CAMPAIGN JOURNAL By ALBERT R. HUNT
For all the gloominess Democrats may harbor about Howard Dean's chances in the general election, here's a bit of good news: Ralph Nader, whose third-party candidacy cost Al Gore the presidency in 2000, seems unlikely to mount a run against the former Vermont governor.
Mr. Nader says he will decide in the next few weeks whether to run. But in the meantime, his praise of Mr. Dean undercuts any rationale for another independent candidacy.
"Reading his position papers sounds eerily similar to what we've been saying," the longtime consumer advocate notes in an interview with the Online Journal this week. "He speaks clearly ... not in Senate-ese ... and projects vigor. We need a macho Democrat." The front-running Democratic candidate, Mr. Nader says, has an impressive "rope-a-dope ability."
There are caveats. "Dean's record as governor is nothing to shout about," Mr. Nader says, noting that his preference would be Ohio Rep. Dennis Kucinich.
But Mr. Nader waxes on about how preferable Mr. Dean is to President Bush. In 2000 the consumer advocate suggested there was little difference between candidates Al Gore and Mr. Bush.

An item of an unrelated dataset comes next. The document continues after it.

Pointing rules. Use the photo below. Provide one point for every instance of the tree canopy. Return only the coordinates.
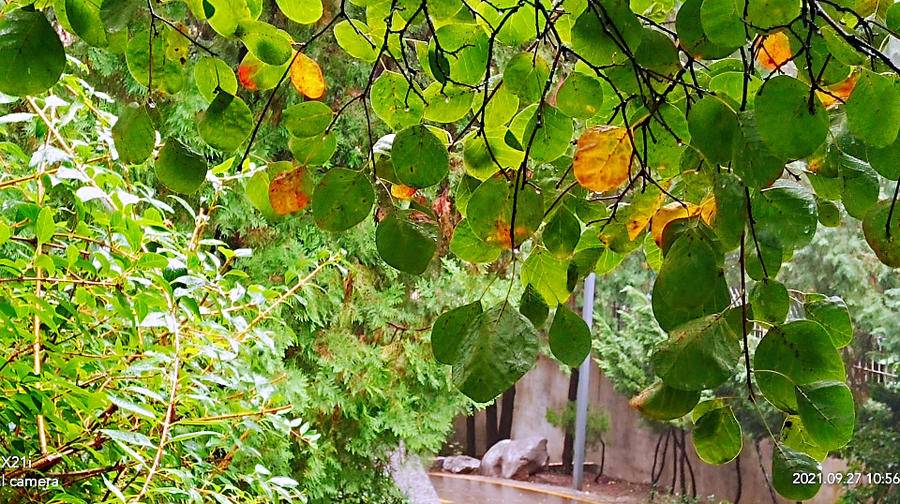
(547, 138)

"Unlike most of the other candidates," Mr. Nader says, the Vermont governor "is not compromised by votes for the Patriot Act or for the Iraqi war resolution."
Mr. Nader, who has suggested he might seek the Green Party nomination, in the last election won enough votes in Florida and New Hampshire to enable Mr. Bush to win those states. Had Al Gore won either state he would have become president.